================================================================================
### Prepare tokenized dataset for BERT / RoBERTa fine-tuning
================================================================================

In [11]:
import os
import re
import random
import numpy as np
import pandas as pd
import torch

from datasets import Dataset
from transformers import AutoTokenizer
from sklearn.utils.class_weight import compute_class_weight
import matplotlib.pyplot as plt
import seaborn as sns


# Seed
def set_seed(seed=42):
    random.seed(seed)
    np.random.seed(seed)
    torch.manual_seed(seed)
    if torch.cuda.is_available():
        torch.cuda.manual_seed_all(seed)

set_seed(42)

# path
path = "C:/Users/diego/Desktop/multimodal-argmining"


# Model
MODEL_NAME = "roberta-base" 

In [12]:

# Load Dataset
train_path = f"{path}/data/gun_control_train.csv"
dev_path   = f"{path}/data/gun_control_dev.csv"

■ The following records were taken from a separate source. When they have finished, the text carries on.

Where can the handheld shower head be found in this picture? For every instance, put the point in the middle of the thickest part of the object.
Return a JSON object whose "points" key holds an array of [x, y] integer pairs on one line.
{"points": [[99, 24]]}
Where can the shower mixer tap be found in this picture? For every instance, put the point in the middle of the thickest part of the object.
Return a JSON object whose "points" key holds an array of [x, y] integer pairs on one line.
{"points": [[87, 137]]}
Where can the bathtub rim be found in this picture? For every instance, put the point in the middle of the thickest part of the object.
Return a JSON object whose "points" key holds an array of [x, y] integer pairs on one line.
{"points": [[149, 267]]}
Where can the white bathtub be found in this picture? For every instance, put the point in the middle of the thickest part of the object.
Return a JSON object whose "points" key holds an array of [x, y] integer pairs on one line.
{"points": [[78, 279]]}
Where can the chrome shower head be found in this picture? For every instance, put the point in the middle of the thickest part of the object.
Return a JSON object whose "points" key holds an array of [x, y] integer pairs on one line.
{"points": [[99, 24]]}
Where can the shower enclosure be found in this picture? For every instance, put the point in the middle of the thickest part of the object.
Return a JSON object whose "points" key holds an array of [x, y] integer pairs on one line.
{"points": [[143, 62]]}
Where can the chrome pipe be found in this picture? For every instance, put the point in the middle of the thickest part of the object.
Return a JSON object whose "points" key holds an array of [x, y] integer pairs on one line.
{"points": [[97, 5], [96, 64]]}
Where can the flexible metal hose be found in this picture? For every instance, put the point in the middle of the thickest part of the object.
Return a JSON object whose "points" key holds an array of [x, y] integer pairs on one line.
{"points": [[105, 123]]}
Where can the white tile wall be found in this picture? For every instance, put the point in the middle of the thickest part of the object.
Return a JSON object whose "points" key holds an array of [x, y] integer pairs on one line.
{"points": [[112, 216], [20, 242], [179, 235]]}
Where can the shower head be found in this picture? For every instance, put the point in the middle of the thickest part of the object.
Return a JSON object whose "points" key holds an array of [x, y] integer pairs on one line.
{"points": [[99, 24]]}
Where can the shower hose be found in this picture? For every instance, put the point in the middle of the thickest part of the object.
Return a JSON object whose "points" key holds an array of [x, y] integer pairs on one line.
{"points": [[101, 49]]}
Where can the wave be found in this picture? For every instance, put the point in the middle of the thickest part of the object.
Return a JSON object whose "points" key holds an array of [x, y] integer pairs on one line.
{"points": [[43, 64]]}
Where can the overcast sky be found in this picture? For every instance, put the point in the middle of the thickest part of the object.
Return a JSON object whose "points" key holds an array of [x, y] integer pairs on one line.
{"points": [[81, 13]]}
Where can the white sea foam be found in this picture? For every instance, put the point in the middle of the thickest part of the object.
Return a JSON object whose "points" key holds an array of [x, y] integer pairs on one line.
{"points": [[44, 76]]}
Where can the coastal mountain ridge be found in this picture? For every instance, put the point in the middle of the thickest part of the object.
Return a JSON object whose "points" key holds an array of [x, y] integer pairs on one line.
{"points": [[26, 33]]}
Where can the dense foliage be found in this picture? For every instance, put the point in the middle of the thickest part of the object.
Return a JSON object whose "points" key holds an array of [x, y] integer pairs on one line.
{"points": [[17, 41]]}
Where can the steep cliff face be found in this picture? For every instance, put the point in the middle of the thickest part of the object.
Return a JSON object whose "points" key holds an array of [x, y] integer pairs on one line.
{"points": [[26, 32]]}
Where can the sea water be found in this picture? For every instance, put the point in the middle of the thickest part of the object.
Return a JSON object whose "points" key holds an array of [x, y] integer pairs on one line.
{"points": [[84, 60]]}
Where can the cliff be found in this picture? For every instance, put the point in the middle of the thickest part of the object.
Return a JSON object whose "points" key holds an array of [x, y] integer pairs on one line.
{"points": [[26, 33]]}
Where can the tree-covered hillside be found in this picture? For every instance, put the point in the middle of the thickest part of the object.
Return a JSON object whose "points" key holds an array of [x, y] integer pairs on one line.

train_df = pd.read_csv(train_path)
print(f"Train dataset loaded: {train_df.shape}")


train_df.head()

Train dataset loaded: (923, 6)


Unnamed: 0,tweet_id,tweet_url,tweet_text,stance,persuasiveness,split
0,1372936384034447366,https://t.co/FpkVZ8ESy0,More Asian-Americans Are Buying Guns For Prote...,oppose,no,train
1,1327310308260667393,https://t.co/KrJTpJR3Ke,"""I will protect your Bill of Rights. Gun contr...",oppose,no,train
2,1334523148692312065,https://t.co/hBAV1pPCY9,#guns #2A 6-Time Olympic Shooting Medalist Say...,oppose,no,train
3,1324087921641721856,https://t.co/LfIzR6iPA3,Congratulations @ForHD65 on your victory! \n\n...,support,no,train
4,1313162243035607040,https://t.co/MZyeIP6Mtx,Dr. Cindy Banyai supports common sense gun saf...,support,no,train


In [14]:
#Label Mapping & Basic Filtering

#mapping
label2id = {"oppose": 0, "support": 1}
id2label = {v: k for k, v in label2id.items()}

#labels
train_df = train_df[train_df["stance"].isin(label2id.keys())].copy()
train_df["label"] = train_df["stance"].map(label2id)

print(train_df["label"].value_counts())

label
1    475
0    448
Name: count, dtype: int64


In [15]:
# Minimal Text Cleaning

# We apply only minimal preprocessing
# Heavy cleaning like stemming or stopword removal is not adviced before tokenization.

def minimal_clean(text):
    text = str(text)
    text = re.sub(r"http\S+|www\S+|https\S+", "", text)   
    text = re.sub(r"@\w+", "", text)                      
    text = re.sub(r"\s+", " ", text).strip()              
    return text

train_df["tweet_text"] = train_df["tweet_text"].apply(minimal_clean)
train_df["tweet_text"].head()


0    More Asian-Americans Are Buying Guns For Prote...
1    "I will protect your Bill of Rights. Gun contr...
2    #guns #2A 6-Time Olympic Shooting Medalist Say...
3    Congratulations on your victory! We’re proud t...
4    Dr. Cindy Banyai supports common sense gun saf...
Name: tweet_text, dtype: object

In [16]:
# Load Tokenizer
tokenizer = AutoTokenizer.from_pretrained(MODEL_NAME, use_fast=True)
print(f"Tokenizer loaded: {MODEL_NAME}")

To support symlinks on Windows, you either need to activate Developer Mode or to run Python as an administrator. In order to activate developer mode, see this article: https://docs.microsoft.com/en-us/windows/apps/get-started/enable-your-device-for-development


Tokenizer loaded: roberta-base